These are common variants linked to autoimmune conditions in population studies. They are not diagnoses or personal risk scores, and the largest common genetic contributor of all, the HLA region, is not typed here.

The Biology

Autoimmune conditions arise when the immune system treats the body's own tissue as a threat. Their genetics are strongly polygenic: the HLA class II genes contribute the largest common effect, and beyond HLA a long tail of common variants in immune-signaling genes each add a small amount. The three variants here are well-studied members of that non-HLA tail.

As with the rest of this catalog, these are population associations, not readouts of your own immune biology. Typical odds ratios sit near 1.2 to 1.5 in the cohorts that reported them. As a plain anchor, an odds ratio of 1.3 means people with the higher-association genotype had about 30 percent greater odds of the diagnosis than people without it in those studies. That is a relative comparison between groups, not a fixed change to any one person's chance, and it stays small in absolute terms when the baseline risk is low. The estimates are drawn predominantly from European-ancestry studies, and Varia does not infer your ancestry from your file.

What Varia Analyzes

Three non-HLA loci, each among the most replicated common autoimmune-susceptibility variants:

PTPN22 rs2476601 (the R620W variant), associated with rheumatoid arthritis, type 1 diabetes, and several other autoimmune conditions.

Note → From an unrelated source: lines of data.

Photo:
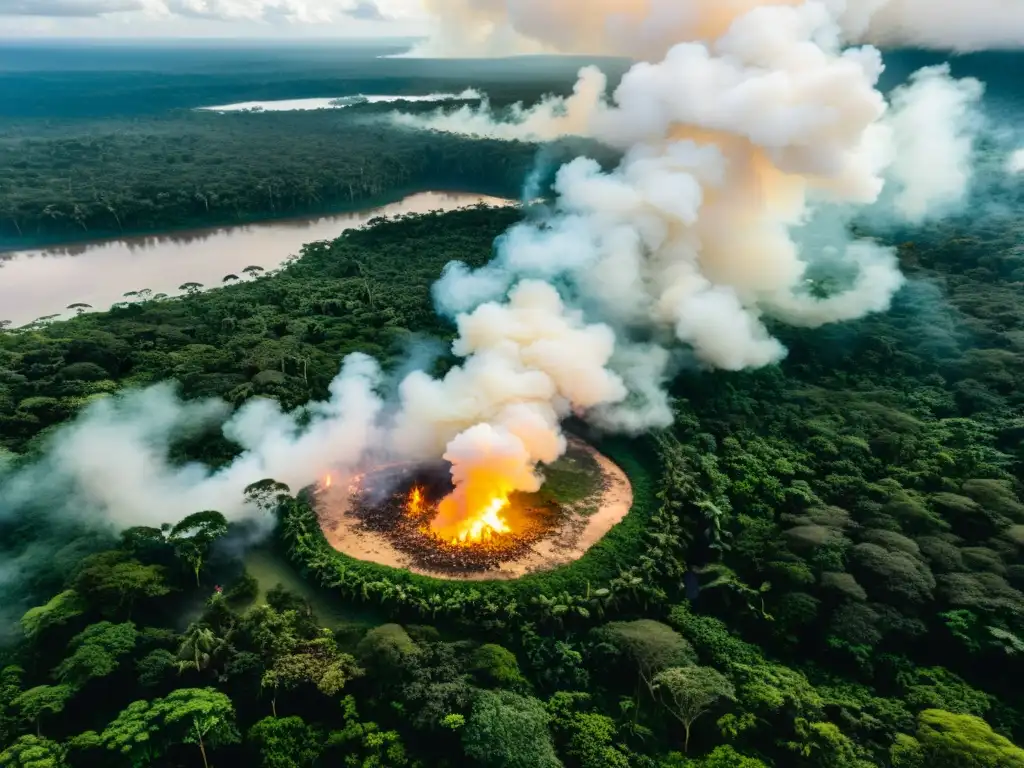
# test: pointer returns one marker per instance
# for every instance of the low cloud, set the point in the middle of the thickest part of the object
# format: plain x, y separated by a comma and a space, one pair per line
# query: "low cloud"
68, 8
367, 11
1016, 162
292, 11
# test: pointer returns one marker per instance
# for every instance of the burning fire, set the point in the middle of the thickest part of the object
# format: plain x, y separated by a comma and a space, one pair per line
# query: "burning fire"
462, 523
482, 525
415, 505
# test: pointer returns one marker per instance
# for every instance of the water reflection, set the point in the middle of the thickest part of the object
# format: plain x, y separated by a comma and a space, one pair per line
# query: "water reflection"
43, 282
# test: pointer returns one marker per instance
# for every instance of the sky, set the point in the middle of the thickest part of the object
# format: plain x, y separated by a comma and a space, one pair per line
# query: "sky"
213, 18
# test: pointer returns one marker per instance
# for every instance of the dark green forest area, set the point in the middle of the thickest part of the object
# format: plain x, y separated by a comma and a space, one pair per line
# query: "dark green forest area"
822, 567
99, 141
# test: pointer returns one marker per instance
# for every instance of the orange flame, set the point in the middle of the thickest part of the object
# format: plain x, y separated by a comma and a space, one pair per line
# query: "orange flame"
465, 524
484, 524
415, 504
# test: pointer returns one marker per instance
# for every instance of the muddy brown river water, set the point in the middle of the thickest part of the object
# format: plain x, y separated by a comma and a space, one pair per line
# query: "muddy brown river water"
41, 282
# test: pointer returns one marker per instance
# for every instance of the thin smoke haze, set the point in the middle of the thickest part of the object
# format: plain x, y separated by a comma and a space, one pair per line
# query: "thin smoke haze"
749, 140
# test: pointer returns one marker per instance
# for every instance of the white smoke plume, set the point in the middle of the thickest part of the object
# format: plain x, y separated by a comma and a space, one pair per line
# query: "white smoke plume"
1016, 162
934, 124
752, 125
112, 466
647, 29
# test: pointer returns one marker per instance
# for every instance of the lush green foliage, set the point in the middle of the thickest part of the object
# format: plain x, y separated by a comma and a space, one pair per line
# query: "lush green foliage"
822, 567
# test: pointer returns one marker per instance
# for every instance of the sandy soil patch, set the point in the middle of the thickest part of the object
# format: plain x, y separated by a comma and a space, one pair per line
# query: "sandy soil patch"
578, 532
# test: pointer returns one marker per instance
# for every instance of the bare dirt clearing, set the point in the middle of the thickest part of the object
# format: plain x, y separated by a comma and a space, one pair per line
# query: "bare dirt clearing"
583, 523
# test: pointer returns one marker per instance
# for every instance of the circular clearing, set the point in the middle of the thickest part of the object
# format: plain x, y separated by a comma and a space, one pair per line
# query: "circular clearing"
585, 496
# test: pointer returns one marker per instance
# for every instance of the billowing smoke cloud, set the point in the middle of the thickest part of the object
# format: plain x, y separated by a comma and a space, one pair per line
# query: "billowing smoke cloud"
647, 29
112, 465
1016, 162
934, 122
745, 150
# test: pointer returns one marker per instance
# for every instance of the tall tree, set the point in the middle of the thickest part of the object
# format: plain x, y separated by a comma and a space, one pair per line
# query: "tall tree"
34, 702
194, 536
688, 692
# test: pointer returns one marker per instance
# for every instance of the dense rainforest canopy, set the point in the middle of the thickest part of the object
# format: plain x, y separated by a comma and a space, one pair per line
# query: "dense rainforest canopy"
852, 519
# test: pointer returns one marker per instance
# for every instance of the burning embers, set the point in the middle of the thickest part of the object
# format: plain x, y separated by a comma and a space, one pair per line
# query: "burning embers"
423, 515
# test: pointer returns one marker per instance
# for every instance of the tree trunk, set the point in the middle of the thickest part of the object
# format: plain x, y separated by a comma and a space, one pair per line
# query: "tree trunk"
202, 751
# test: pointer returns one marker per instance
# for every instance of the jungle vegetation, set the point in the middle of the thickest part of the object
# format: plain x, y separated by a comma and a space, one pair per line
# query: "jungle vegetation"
823, 567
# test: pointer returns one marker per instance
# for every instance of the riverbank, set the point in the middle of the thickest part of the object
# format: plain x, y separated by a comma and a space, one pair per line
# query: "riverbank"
94, 275
218, 220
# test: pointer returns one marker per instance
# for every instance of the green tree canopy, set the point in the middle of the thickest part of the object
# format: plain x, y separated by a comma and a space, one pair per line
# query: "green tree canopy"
964, 741
96, 651
286, 742
506, 730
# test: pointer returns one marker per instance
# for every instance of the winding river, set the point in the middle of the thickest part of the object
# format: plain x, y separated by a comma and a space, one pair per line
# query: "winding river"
44, 282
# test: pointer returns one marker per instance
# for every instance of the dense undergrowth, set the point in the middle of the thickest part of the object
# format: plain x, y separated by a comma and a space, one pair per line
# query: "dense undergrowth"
823, 568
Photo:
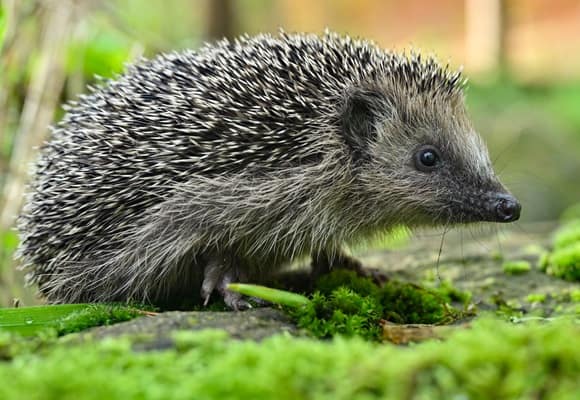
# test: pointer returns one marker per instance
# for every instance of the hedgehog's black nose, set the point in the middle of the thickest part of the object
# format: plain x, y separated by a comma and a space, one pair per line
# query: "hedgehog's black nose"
507, 208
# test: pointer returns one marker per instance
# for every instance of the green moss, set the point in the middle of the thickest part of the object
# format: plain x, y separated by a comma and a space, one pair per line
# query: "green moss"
565, 262
493, 360
96, 315
350, 305
571, 213
327, 283
452, 294
343, 312
536, 298
516, 267
544, 261
568, 234
410, 304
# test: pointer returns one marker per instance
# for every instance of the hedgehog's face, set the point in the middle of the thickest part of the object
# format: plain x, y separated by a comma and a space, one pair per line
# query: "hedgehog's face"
419, 160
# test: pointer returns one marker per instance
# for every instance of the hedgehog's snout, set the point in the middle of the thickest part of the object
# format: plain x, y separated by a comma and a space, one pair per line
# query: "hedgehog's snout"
504, 208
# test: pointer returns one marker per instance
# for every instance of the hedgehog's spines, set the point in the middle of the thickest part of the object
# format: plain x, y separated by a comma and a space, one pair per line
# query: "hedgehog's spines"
236, 148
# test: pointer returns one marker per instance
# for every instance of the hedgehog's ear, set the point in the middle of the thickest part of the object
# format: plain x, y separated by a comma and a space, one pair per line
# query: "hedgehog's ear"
361, 111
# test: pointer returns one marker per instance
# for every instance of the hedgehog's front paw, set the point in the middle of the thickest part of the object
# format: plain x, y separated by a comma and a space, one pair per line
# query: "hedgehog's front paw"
217, 276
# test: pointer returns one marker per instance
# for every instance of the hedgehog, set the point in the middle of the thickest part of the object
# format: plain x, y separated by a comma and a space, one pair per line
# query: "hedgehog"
199, 168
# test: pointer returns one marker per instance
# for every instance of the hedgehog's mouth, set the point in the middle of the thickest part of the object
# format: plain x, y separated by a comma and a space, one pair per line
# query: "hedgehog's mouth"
487, 207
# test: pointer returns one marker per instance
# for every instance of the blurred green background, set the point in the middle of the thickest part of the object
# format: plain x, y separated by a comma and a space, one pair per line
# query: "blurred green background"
522, 58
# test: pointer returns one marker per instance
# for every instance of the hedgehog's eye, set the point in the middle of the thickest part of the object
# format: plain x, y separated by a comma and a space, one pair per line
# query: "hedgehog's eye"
427, 158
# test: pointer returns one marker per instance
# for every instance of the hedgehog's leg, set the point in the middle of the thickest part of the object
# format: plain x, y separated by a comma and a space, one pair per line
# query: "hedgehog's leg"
324, 262
218, 273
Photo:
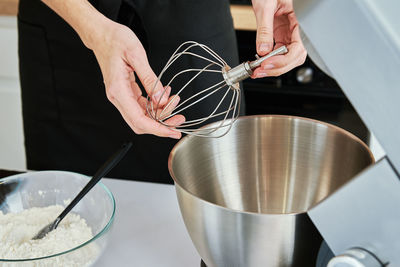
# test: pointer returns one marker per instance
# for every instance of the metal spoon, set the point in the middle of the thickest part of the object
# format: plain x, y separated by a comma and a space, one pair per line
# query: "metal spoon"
107, 166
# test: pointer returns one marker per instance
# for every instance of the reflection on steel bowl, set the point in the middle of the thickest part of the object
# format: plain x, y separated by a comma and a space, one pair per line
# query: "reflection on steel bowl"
244, 196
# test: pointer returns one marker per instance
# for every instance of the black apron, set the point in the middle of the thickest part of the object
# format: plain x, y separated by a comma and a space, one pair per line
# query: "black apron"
68, 122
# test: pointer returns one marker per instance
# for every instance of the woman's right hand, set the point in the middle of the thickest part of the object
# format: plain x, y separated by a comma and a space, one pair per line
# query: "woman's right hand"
120, 54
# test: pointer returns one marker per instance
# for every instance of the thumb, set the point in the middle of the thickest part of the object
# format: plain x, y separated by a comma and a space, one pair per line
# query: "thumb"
148, 78
265, 26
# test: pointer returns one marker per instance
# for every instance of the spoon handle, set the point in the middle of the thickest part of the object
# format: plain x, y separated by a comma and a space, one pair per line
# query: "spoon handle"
104, 169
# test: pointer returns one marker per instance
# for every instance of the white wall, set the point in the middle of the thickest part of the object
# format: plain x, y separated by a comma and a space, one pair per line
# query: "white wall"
11, 134
12, 152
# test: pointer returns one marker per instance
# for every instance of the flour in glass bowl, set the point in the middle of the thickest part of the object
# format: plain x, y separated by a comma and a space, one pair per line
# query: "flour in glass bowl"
17, 230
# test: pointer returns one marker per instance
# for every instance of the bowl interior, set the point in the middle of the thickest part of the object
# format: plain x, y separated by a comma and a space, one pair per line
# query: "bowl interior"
269, 164
42, 189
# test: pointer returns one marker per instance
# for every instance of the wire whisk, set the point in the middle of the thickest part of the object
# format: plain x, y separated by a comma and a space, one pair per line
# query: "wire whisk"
225, 93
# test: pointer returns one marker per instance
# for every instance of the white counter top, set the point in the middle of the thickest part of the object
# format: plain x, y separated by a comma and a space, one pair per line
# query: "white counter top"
148, 229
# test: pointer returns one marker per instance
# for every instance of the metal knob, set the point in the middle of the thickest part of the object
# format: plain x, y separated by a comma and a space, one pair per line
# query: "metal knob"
304, 75
355, 257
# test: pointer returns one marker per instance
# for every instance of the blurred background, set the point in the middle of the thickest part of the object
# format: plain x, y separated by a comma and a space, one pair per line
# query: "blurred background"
305, 91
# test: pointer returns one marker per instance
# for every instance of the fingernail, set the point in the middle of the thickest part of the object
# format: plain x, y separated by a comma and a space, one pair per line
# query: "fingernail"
261, 74
269, 67
157, 95
174, 136
264, 47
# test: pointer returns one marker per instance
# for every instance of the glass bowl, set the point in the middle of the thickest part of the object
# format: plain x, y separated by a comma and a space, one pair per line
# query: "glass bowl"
46, 188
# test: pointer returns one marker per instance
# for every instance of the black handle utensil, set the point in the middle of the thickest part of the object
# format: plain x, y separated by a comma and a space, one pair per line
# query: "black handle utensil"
104, 169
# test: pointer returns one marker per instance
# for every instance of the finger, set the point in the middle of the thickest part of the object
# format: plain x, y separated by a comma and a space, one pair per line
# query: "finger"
295, 56
135, 87
134, 115
176, 120
149, 80
173, 101
264, 13
173, 121
149, 125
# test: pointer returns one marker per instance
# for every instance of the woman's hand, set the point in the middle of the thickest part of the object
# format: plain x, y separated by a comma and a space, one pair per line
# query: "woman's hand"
120, 54
277, 22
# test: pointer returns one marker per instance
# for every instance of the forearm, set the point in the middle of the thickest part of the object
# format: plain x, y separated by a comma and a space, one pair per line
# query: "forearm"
83, 18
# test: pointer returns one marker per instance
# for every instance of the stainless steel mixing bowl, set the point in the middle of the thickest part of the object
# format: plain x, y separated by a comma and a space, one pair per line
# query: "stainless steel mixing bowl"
244, 196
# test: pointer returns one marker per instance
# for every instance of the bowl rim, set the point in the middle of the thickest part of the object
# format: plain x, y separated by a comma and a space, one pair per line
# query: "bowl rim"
98, 235
334, 127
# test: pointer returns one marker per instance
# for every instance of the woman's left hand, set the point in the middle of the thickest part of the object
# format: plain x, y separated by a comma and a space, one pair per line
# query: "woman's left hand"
277, 22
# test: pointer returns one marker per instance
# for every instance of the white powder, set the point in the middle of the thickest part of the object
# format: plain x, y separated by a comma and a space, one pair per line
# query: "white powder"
17, 230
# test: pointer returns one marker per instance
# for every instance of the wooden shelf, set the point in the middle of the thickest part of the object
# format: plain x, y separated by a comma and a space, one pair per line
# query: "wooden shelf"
243, 17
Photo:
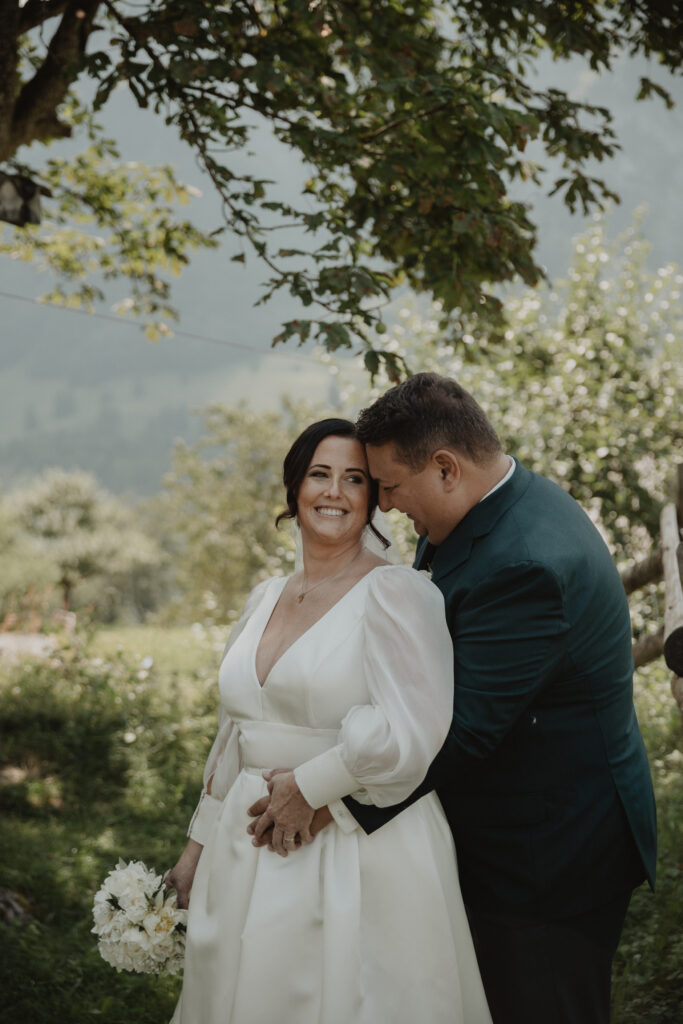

STAT4 rs7574865, associated with rheumatoid arthritis and systemic lupus erythematosus.

ITGAM rs1143679, associated with systemic lupus erythematosus.

Each is reported with its genotype, the strength of the underlying evidence, and the leading citations. Where a genotype carries no copies of the associated allele, that is stated plainly rather than dressed up as a result.

How to read these findings

A higher-association genotype here is a small, partial piece of population context. Most people who carry these common risk alleles never develop the associated condition, the effect is not deterministic, and the single largest genetic contributor for these diseases, HLA, is not even in view.

The drivers these findings leave out are substantial: HLA type, other non-HLA genes, infections and environmental exposures, sex, and family history. A finding on this page is not a diagnosis, not a reason to start or stop any treatment, and not a substitute for evaluation by a clinician if you have symptoms or a family history that concerns you.